DC named LEED construction capital of the US
Washington, DC, has the most LEED-certified square footage in the U.S., at more than 494 million square feet, according to apartment search website Abodo. Of that, roughly 311 million square feet is commercial and 183 million square feet is residential.
The New York–Newark–Jersey City, NY–NJ–PA, metro area ranked second in LEED-certified commercial space (306 million square feet), followed by Los Angeles–Long Beach–Anaheim, CA, (224 million square feet); Chicago-Naperville-Elgin, IL–IN–WI, (290 million square feet); and San Francisco–Oakland–Hayward, CA, (186 million square feet). Jacksonville, NC; Santa Fe, NM; Fairbanks, AK; Edwards, CO; and Taos, NM, had the most residential LEED projects per capita.

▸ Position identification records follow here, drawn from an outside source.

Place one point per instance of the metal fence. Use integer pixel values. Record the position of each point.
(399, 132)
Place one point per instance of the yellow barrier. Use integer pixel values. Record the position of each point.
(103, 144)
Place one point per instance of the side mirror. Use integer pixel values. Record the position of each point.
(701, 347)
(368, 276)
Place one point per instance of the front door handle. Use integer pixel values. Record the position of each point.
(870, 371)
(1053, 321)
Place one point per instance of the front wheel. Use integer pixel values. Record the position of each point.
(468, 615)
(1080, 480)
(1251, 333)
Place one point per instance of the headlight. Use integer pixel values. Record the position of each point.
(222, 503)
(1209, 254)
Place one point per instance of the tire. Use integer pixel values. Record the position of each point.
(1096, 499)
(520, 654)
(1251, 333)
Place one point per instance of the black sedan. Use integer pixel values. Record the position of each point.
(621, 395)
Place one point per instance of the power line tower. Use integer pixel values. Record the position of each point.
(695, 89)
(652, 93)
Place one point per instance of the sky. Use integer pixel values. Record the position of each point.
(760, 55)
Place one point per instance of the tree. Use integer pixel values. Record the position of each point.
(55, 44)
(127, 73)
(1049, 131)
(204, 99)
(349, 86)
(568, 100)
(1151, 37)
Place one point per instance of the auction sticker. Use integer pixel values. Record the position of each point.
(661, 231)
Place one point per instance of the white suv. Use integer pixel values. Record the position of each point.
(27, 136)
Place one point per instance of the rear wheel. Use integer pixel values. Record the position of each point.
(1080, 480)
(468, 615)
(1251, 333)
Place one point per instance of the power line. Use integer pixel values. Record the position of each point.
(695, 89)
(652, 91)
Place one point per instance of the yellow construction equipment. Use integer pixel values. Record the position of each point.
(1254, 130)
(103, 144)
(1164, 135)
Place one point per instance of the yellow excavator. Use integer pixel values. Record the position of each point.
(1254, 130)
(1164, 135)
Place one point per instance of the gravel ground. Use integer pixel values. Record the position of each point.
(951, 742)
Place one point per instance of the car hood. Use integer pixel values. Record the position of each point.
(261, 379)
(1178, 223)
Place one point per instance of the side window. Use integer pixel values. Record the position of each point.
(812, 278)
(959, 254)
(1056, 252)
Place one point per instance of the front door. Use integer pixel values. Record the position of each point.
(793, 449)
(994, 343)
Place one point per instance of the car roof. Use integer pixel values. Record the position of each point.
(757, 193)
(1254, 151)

LEED certification accounts for 40% of the country's green construction economic contribution. LEED alone is expected to contribute $30 million to the U.S. gross domestic product by 2018.

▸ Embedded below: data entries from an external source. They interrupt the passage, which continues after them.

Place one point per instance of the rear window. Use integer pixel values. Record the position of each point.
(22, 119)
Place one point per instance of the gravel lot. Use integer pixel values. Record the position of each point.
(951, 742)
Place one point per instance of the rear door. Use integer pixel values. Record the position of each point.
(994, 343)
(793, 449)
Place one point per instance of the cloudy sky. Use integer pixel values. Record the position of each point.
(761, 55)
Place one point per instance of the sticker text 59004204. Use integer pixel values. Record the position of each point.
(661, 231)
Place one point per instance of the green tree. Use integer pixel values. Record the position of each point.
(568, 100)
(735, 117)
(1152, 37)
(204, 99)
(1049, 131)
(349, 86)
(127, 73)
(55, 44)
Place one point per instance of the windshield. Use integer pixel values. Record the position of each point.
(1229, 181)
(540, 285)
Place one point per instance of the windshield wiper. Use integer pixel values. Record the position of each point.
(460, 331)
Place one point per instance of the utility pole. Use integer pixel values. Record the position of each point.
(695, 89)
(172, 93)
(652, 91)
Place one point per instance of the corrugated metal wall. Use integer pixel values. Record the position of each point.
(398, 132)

Thanks to its bevy of federal projects, DC has become a center of green building activity.
Earlier this month, the District won the world's first LEED for Cities Platinum certification from the U.S. Green Building Council (USGBC) based on its performance across various environmental standards, including greenhouse gas emissions and clean energy innovations.
LEED might be the best-known standard when it comes to green building certification programs in the U.S., but it's not the only one.

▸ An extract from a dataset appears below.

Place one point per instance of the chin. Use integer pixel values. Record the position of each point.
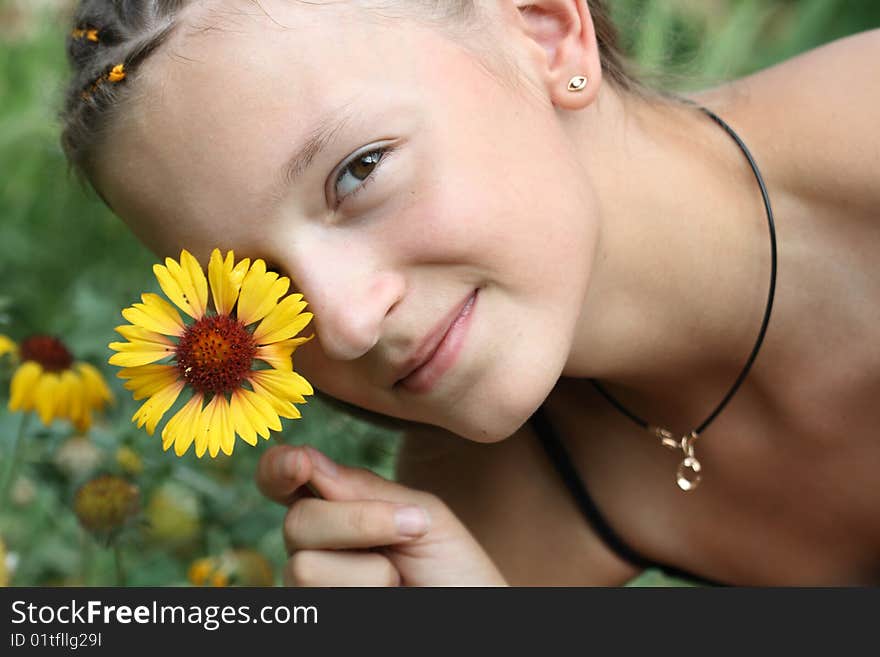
(493, 416)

The U.K. exported a similar standard to the U.S. last year. The BREEAM (Building Research Establishment Environmental Assessment Method) USA In-Use certification is billed as a lower-cost alternative to LEED. The certification, a joint effort between BREEAM and LEED consultancy BuildingWise, looks at existing, non-residential buildings, analyzes their current green status and provides steps for achieving BREEAM certification.
BREEAM has also partnered with the International WELL Building Institute, which administers the WELL Building Standard. This certification accounts for the physical aspects of a building but also considers occupant health and wellbeing. WELL officials reason that, because people spend the majority of their time indoors, the built environment should contribute to their overall health.
WELL looks a range of elements, from off-gassing by interior materials and finishes, to the quality of food available in vending machines, to how much natural movement is encouraged by the building's design.